Using reference arguments in function definition: perfomance?

Question

Is there any knowledge which one of two variants work faster, or they are the same, or it is incorrect to compare.

Vector test(Vector &vec)
{
 // return modified vector, or write directly to vec,
 // or do not return anything, but access vec anyway
}

Vector test(Vector vec)
{
 // same (but no reference)
}

I am asking because i should know it probably, to create best optimized code for Direct3D game.

UPDATE: I am talking about XMVECTOR from xnamath.h(d3d sdk) - 16 bytes, 4 floats.

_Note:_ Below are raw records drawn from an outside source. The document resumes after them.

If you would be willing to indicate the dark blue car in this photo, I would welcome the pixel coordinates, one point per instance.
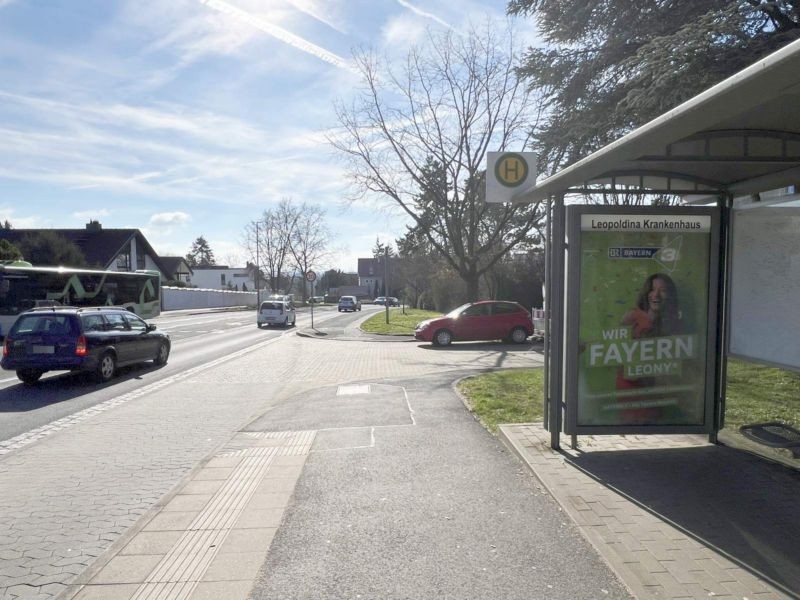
(96, 340)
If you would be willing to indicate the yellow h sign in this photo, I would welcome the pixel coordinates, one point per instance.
(511, 170)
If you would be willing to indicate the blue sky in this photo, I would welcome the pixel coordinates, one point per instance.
(190, 117)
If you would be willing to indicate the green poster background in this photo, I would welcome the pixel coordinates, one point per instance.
(627, 384)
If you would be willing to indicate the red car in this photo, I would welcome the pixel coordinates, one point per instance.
(488, 320)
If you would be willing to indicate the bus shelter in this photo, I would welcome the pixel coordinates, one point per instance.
(732, 154)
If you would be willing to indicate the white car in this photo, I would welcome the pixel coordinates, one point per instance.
(276, 312)
(349, 303)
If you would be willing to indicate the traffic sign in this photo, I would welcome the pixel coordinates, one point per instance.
(508, 174)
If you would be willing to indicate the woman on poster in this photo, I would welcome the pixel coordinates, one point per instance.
(656, 314)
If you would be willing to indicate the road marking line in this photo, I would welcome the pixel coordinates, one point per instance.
(39, 433)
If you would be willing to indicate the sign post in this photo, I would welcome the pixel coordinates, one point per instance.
(508, 174)
(311, 277)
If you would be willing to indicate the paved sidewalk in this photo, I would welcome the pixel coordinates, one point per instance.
(675, 516)
(70, 496)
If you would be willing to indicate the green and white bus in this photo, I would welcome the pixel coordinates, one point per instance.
(23, 287)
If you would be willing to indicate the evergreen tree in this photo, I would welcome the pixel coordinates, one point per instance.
(201, 254)
(9, 251)
(612, 65)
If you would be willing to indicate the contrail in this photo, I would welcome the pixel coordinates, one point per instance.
(278, 32)
(423, 13)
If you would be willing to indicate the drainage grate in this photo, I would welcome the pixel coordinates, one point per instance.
(776, 435)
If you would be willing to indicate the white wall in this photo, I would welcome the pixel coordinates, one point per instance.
(182, 298)
(210, 278)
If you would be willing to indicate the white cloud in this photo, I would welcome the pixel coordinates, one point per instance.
(423, 13)
(403, 31)
(320, 11)
(92, 214)
(169, 219)
(277, 32)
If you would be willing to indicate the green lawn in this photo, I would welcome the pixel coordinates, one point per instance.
(755, 394)
(399, 323)
(512, 396)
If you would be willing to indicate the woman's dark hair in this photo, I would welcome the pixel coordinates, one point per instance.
(668, 319)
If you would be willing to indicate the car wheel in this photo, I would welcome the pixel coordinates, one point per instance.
(518, 335)
(442, 338)
(29, 376)
(162, 355)
(106, 367)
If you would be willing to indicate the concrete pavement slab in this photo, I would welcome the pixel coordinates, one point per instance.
(690, 519)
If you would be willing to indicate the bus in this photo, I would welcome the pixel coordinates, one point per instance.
(23, 286)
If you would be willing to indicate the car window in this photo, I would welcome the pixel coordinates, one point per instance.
(476, 310)
(93, 323)
(50, 324)
(504, 308)
(116, 322)
(135, 323)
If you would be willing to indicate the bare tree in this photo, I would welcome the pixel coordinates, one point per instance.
(418, 136)
(271, 248)
(309, 240)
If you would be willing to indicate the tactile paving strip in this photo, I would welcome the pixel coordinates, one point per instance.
(179, 572)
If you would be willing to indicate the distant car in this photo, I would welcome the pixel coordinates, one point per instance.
(97, 340)
(349, 303)
(488, 320)
(276, 312)
(282, 298)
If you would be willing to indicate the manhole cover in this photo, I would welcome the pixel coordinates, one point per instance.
(352, 390)
(776, 435)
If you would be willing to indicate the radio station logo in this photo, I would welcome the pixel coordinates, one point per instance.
(667, 256)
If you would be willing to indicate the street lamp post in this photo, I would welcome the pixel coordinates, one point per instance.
(386, 280)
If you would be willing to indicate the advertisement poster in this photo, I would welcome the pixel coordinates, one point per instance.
(643, 319)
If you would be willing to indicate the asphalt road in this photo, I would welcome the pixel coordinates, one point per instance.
(197, 338)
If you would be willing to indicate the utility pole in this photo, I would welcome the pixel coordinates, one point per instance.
(386, 282)
(258, 271)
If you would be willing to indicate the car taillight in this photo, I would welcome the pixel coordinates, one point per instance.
(81, 349)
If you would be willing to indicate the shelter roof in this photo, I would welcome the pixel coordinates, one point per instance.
(740, 136)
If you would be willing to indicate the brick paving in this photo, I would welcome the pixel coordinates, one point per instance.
(674, 516)
(65, 499)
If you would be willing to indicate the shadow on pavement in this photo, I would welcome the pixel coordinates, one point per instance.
(60, 388)
(740, 504)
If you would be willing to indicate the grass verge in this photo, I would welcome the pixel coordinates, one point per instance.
(512, 396)
(756, 394)
(399, 323)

Premature optimization. Profile first, optimize later. Unless you've determined this to be a bottleneck, chances are optimizing this won't change a thing — Borgleader, Jul 29 '13 at 22:38
Good advice, thanks. But i want to know for future, it is just interesting. — Loryan55, Jul 29 '13 at 22:41
@Borgleader Partial quotation from D.E. Knuth. Look up what he actually said. This is an important aspect of program design, not 'premature optimisation'. I've seen projects fail because of an incorrect choice here. There are semantic aspects to this choice, not just performance aspects. — user207421, Jul 29 '13 at 22:48
@EJP The question is tagged performance & optimization. Also, I fail to see how taking a copy or a reference in this case will "make the project fail" — Borgleader, Jul 29 '13 at 22:50
@Borlgeader Believe me, it did. The IDE being used generated call by value with gay abandon, and it became impossible to know who should actually release the dynamic objects. Result: memory leak city. It all had to be redone. If the tool had known better it wouldn't. I do suggest you look up what Knuth actually said. Not all optimisations are premature. Another example is the choice of a database over a flat file. It would be idiotic to build with the flat file first and then test and measure. — user207421, Jul 29 '13 at 22:53
One thing that bugs me about this comparison is that the two versions have very different *semantics*. While it's sometimes okay to change semantics to make optimizations possible, it's not fair to compare two implementations that are not interchangeable solely on their performance. The first function modifies `x` when called like `test(x)`, the second doesn't (it modifies a local copy, which is rarely what you want). A consequence is that the first can't be called with a temporary (e.g. `test(transmogrify(a))`). — , Jul 29 '13 at 22:53
@Borgleader i have just profiled my d3d code (but i dont have good profiler), and found that some function which operates with matrices or vectors takes some time (not much really). I just decided to rewrite some stuff, hope it will help. :P — Loryan55, Jul 29 '13 at 22:54
@Loryan55 I highly doubt it. You should be doing matrix and vector calculations on your GPU anyway — Bartek Banachewicz, Jul 29 '13 at 22:56
@EJP Sounds like failure to apply some basic C++ functionality (so-called RAII or maybe even the rule of three). Of course having such incompetent programmers causes a project to fail. — R. Martinho Fernandes, Jul 30 '13 at 18:19

Potatoswatter · Accepted Answer · 2013-07-29T23:32:01.113

This isn't the sort of thing that is useful to generalize about.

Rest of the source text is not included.